#165contre1

Publié le par Bernard LUSSET

Nous sommes à moins d'un mois du premier tour de la Primaire de la Droite et du Centre. Bien malin qui pourrait prédire l'issue de ce scrutin original même si, sondages après sondages, l'avance supposée d'Alain Juppé ne se dément pas. Ces enquêtes d'opinion doivent bien porter une part de vérité si j'en juge par "l'appel des 165" publié ce week-end qui non seulement traduit une forme de panique des soutiens de Nicolas Sarkozy et de N. Sarkozy lui-même mais affiche aussi un déni de réalité :

Gagner en politique, c'est rassembler

Si une formation politique pouvait, à elle seule, gagner une élection en France, ça se saurait : il n'y a pas de victoire électorale possible sans constituer un rassemblement de sensibilités proches mais différentes. Tout le monde sait ça, y compris les 165 signataires de cet appel : d'ailleurs aucun d'entre eux -aucun- n'aurait été élu en dehors d'un rassemblement de la famille des centristes et des conservateurs.

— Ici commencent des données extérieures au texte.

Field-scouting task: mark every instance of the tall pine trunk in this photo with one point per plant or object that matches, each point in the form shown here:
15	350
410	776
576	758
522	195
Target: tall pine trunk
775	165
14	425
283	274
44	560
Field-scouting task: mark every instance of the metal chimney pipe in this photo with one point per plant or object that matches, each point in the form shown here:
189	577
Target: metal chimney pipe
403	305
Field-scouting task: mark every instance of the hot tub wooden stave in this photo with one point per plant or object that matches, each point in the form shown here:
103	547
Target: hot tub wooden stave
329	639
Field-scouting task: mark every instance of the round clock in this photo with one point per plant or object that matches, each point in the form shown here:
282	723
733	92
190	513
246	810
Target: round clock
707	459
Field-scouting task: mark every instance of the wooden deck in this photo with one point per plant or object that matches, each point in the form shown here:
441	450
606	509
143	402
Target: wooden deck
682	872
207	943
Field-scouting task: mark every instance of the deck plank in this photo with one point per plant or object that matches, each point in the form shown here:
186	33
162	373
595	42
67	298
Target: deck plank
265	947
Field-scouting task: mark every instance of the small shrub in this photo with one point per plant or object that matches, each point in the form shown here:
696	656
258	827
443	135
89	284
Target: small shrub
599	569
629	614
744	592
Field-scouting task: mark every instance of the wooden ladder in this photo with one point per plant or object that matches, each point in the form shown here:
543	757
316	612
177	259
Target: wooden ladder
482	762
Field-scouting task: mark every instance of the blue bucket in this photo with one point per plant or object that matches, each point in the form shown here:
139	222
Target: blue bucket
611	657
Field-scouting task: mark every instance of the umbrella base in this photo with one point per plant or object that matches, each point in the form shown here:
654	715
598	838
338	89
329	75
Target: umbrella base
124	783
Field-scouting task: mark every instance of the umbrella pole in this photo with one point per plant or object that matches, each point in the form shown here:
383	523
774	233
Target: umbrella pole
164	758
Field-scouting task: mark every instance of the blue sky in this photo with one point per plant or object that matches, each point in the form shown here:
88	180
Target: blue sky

Il faut un singulier aveuglement pour ne pas voir cette réalité en face, et un certain culot pour dénier à Alain Juppé le droit de vouloir rassembler les Français, c'est-à-dire de faire avancer ensemble vers un objectif commun des électeurs qui ne pensent pas tous les mêmes choses. C'est la définition même des Primaires ouvertes de la Droite et du Centre. Si on ne voulait pas, il fallait organiser la Primaire des Républicains... et s'attendre à ne pas être présent au second tour de la Présidentielle.

La défaite de 2012 : la faute à Bayrou ?

A désigner Bayrou comme l'unique responsable de l'échec de 2012, Nicolas Sarkozy commet un curieux contre-sens, lui qui se veut par ailleurs l'apôtre de la responsabilité individuelle. Il est en outre curieux qu'il veuille exclure du rassemblement ceux-là même à qui il reconnait un tel pouvoir. J'évoque le sujet d'autant plus aisément qu'en 2012, j'ai voté Sarkozy (sans enthousiasme certes, mais j'ai voté Sarkozy) et je n'ai donc pas suivi la recommandation alors émise par Bayrou. Je n'ai sans soute pas été le seul...

L'échec de 2012 est donc, évidemment, d'abord celui du président sortant lui-même. Faute de l'avoir reconnu et d'en avoir alors tiré les enseignements, Nicolas Sarkozy se prend aujourd'hui en pleine figure le retour d'un électorat qui l'avait porté en 2007 et qui, déçu, l'a rejeté en 2012. Cet électorat qui aurait aimé que l'ancien Président prît sa part de responsabilité dans l'analyse de cet échec. Il est d'ailleurs surprenant de le voir, confronté à ce brutal retour aux réalités, tenter de ré-utiliser les mêmes recettes claniques et clivantes qui l'ont fait chuter en 2012. Comprenne qui pourra...

Il reste un peu moins d'un mois aux Français pour choisir le 20 novembre prochain le candidat qu'ils souhaitent désigner pour porter les valeurs de l'alternance en 2017. J'ai la conviction que la candidature d'Alain Juppé, qui mélange avec intelligence détermination à agir et capacité de rassemblement des Français, saura susciter cet élan sans lequel l'alternance ne porterait aucun des fruits que nous en espérons. C'est pourtant bien cela l'objectif essentiel de cette Primaire avant tout esprit de revanche mal placé.